Tali dinamiche hanno effetti non solo sulla vita degli individui, ma anche sulla qualità di didattica e ricerca, a cui non possono essere garantiti continuità e programmazione. Per ciò che riguarda la ricerca, in particolare, scarsità e incertezza nei finanziamenti ordinari generano una forte spinta alla competizione per attrarre fondi provenienti da fonti esterne al sistema universitario pubblico. In questo modo, in una sorta di circolo perverso, la ricerca si impoverisce sempre più. Da un lato, infatti, una quantità di tempo abnorme viene sottratta al lavoro di ricerca in senso stretto per essere dedicata alla partecipazione a bandi[1]. Dall’altro lato, il finanziamento a progetto attribuisce ad attori esterni al sistema la facoltà di orientare i contenuti della ricerca, definendo priorità nei temi e di fatto stabilendo quali prospettive promuovere e quali no. Non è difficile immaginare che approcci non mainstream e ambiti di indagine minoritari faticheranno a entrare nell’agenda di ricerca definita da questo tipo di fondi.
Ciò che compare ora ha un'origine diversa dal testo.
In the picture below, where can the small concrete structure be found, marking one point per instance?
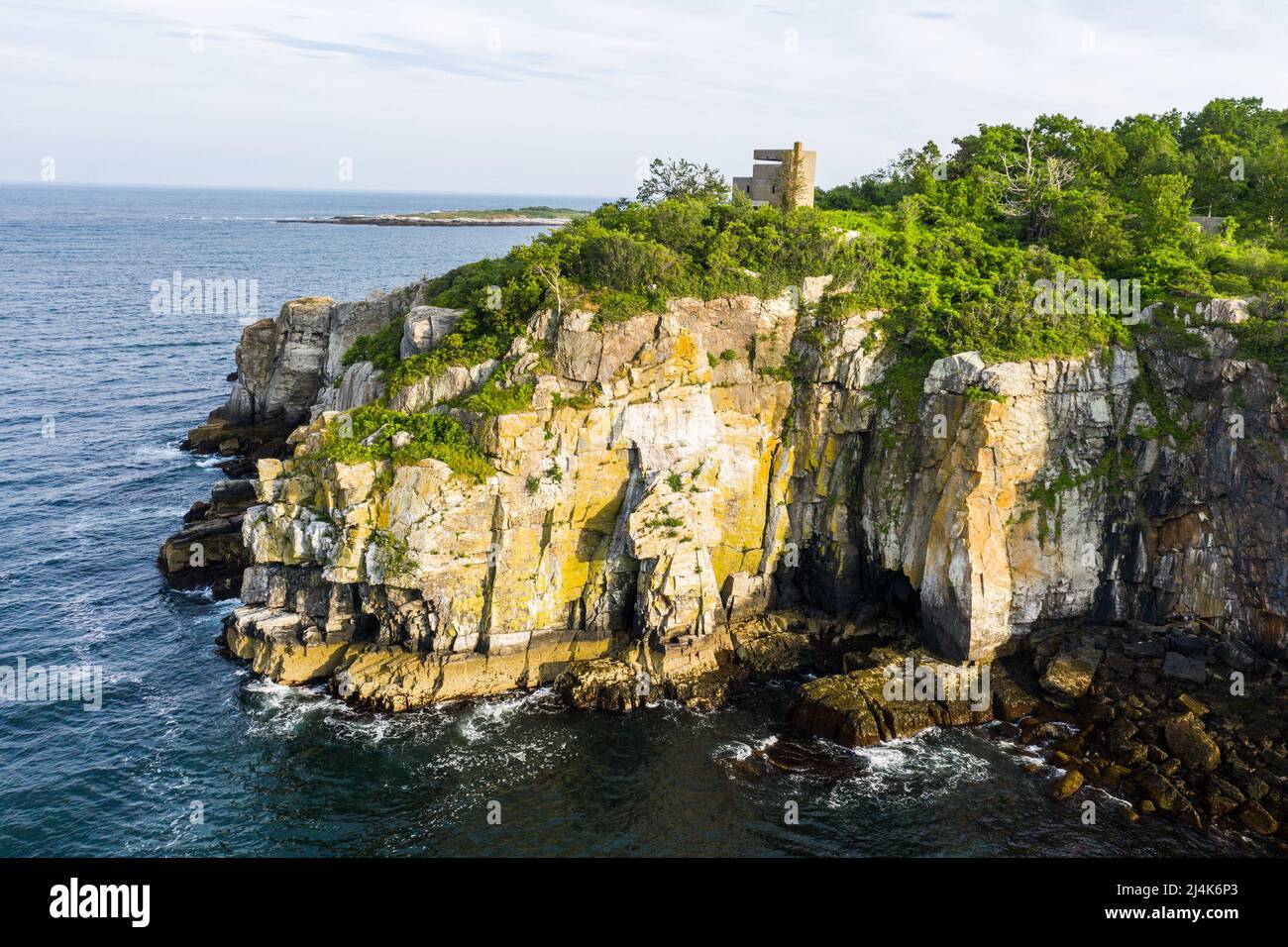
(786, 180)
(1207, 223)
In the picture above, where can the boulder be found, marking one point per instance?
(1177, 667)
(1190, 742)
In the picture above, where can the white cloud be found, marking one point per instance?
(563, 97)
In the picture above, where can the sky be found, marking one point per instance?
(574, 98)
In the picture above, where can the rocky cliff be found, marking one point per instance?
(677, 475)
(669, 505)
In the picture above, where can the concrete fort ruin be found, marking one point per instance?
(786, 178)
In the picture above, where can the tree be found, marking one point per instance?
(670, 179)
(1031, 185)
(1162, 210)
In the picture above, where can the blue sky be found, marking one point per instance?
(558, 97)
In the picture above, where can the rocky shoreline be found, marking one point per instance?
(411, 221)
(673, 518)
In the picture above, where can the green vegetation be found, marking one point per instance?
(493, 399)
(373, 429)
(958, 241)
(949, 248)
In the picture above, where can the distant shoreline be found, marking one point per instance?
(523, 217)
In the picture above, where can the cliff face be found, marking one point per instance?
(681, 475)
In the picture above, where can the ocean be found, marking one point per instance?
(191, 754)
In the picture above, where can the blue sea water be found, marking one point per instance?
(191, 754)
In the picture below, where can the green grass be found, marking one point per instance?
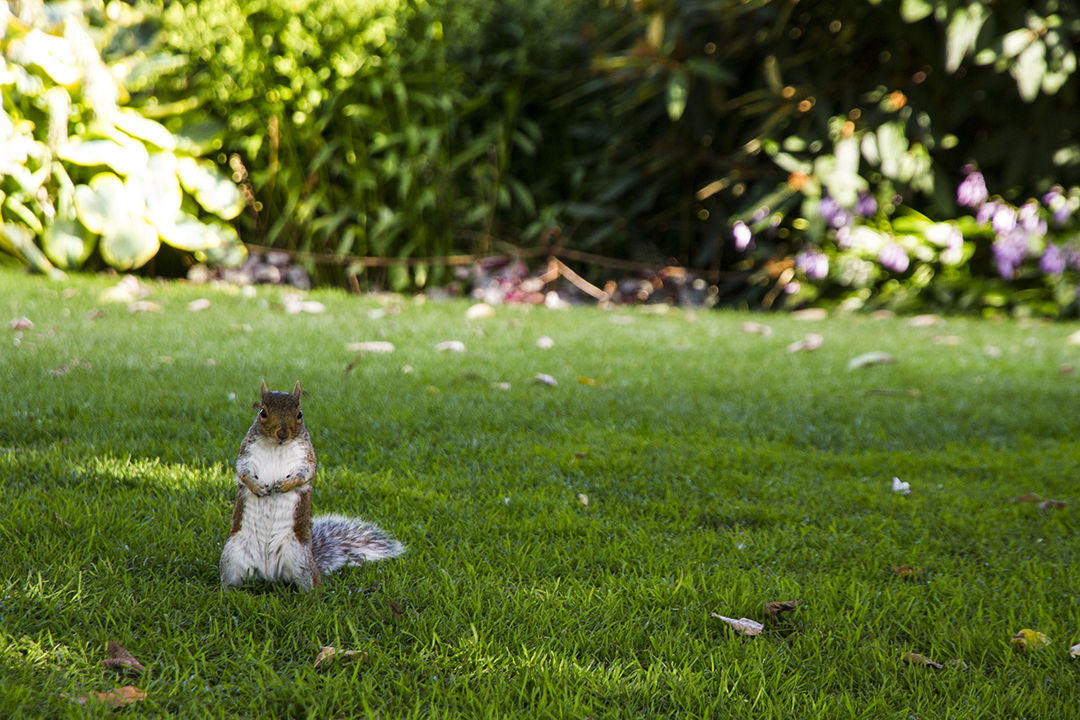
(721, 473)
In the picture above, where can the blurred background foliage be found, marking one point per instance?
(659, 131)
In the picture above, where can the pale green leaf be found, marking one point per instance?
(144, 128)
(129, 245)
(123, 158)
(678, 91)
(212, 189)
(67, 244)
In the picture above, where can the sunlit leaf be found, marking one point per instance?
(678, 92)
(67, 243)
(130, 244)
(122, 158)
(211, 188)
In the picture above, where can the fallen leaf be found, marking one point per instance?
(757, 328)
(370, 347)
(907, 572)
(121, 660)
(922, 321)
(329, 655)
(743, 625)
(810, 314)
(117, 697)
(774, 609)
(916, 659)
(1028, 640)
(478, 311)
(812, 341)
(871, 358)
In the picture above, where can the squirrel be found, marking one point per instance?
(273, 537)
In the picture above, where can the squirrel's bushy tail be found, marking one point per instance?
(338, 541)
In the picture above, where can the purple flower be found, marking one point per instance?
(1053, 260)
(972, 190)
(865, 206)
(1010, 250)
(1003, 220)
(985, 213)
(833, 213)
(813, 263)
(893, 257)
(742, 235)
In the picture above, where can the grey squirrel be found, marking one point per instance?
(273, 537)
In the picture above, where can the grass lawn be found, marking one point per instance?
(720, 472)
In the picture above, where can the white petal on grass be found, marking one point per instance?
(370, 347)
(812, 341)
(478, 311)
(743, 625)
(871, 358)
(757, 328)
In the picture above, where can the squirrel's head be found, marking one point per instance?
(280, 417)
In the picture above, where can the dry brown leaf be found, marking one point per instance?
(743, 625)
(116, 697)
(1027, 640)
(907, 572)
(1029, 498)
(329, 655)
(121, 660)
(774, 609)
(916, 659)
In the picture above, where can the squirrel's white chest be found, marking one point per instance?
(266, 545)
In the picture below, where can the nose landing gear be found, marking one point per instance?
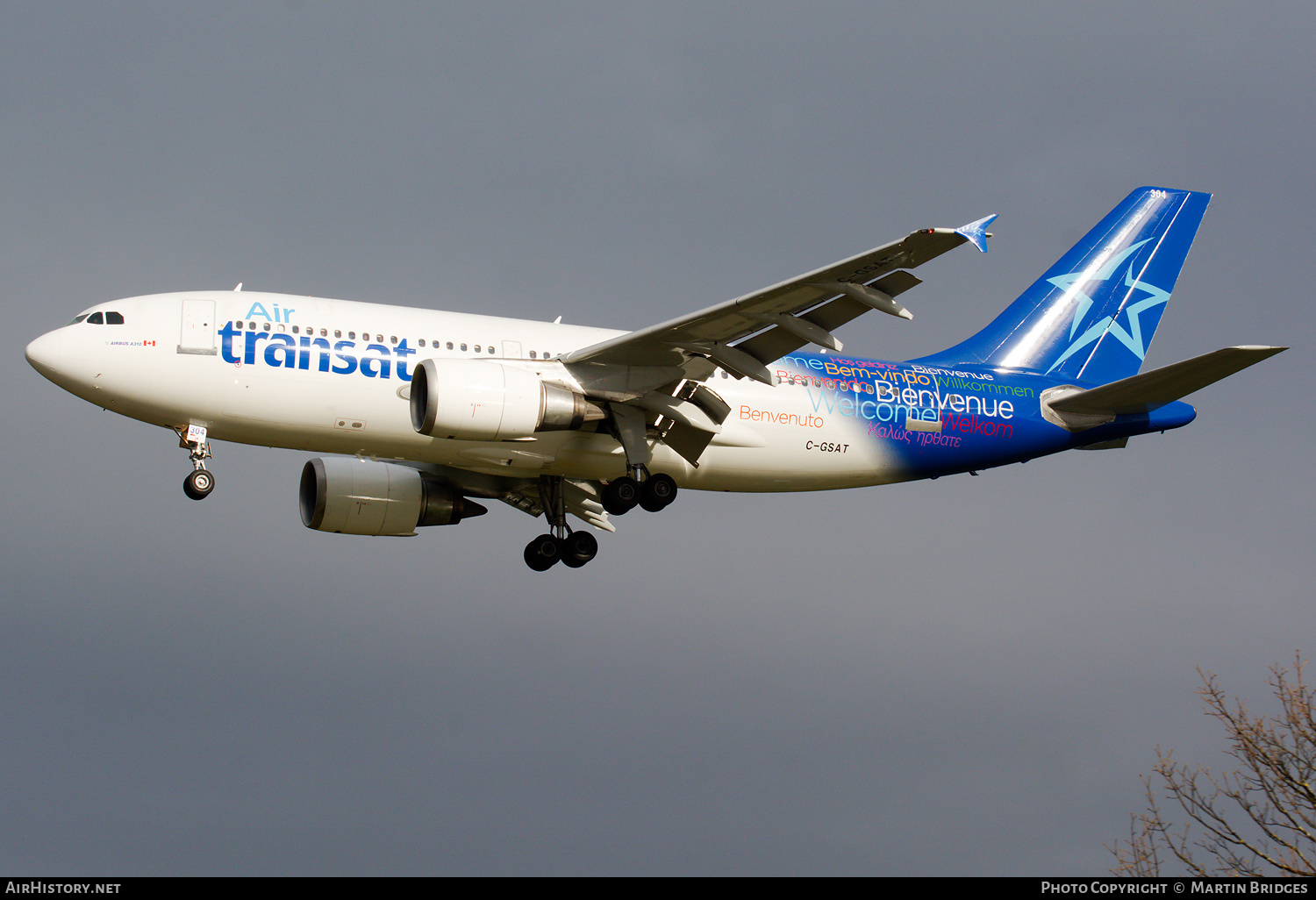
(200, 482)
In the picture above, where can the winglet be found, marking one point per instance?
(976, 232)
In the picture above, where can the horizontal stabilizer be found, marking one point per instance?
(1152, 389)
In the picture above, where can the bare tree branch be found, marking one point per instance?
(1250, 821)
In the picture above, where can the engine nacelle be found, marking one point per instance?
(482, 400)
(357, 496)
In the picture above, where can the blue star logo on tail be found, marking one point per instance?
(1129, 337)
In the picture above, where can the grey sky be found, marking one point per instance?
(962, 676)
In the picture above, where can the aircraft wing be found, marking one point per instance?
(745, 333)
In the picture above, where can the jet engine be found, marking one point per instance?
(481, 400)
(358, 496)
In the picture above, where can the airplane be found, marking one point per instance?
(433, 411)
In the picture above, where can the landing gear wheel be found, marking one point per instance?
(542, 552)
(199, 484)
(658, 492)
(581, 547)
(621, 495)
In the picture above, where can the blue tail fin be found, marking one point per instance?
(1092, 315)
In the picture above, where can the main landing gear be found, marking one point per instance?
(624, 494)
(573, 547)
(200, 482)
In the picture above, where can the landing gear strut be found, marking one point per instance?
(200, 482)
(573, 547)
(624, 494)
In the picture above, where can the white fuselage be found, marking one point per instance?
(333, 376)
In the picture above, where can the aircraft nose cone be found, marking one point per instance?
(44, 354)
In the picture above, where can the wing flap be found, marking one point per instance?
(802, 296)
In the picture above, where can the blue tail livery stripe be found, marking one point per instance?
(1092, 315)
La diffusione del finanziamento di natura non ordinaria promuove dunque solo un certo tipo di ricerca, penalizzando sguardi meno convenzionali e impedendo la pratica di quella che da alcuni movimenti accademici è stata definita in modo provocatorio Slow Science. La logica progettuale individua infatti a priori i tempi di lavoro, richiede una stima dei risultati che verranno raggiunti e impone a posteriori una loro valutazione. Se a questo si somma l’orientamento a una valutazione individuale in tutte le fasi di carriera basata innanzitutto sul numero di pubblicazioni prodotte, appare chiaro che le possibilità che vengano intrapresi percorsi di ricerca dall’esito incerto risultano fortemente limitate.

La tendenza emergente è dunque verso un lavoro di ricerca il più possibile definito nei tempi, nelle procedure e negli esiti. Al contrario, il sistema universitario pubblico per poter svolgere appieno la propria funzione dovrebbe potersi configurare come un luogo del rischio e, perché no, del fallimento, dal momento che spesso è in questo modo che la conoscenza scientifica progredisce. Paradossalmente, però, è necessaria una buona dose di stabilità e certezza – nei finanziamenti, nei criteri di allocazione delle risorse, nei gruppi di lavoro – per potersi assumere dei rischi.

[1] Sugli effetti perversi del finanziamento a progetto della ricerca e su alcune possibili soluzioni, si veda: J.P.A. Ioannidis (2011), Fund people not projects, «Nature», n. 477.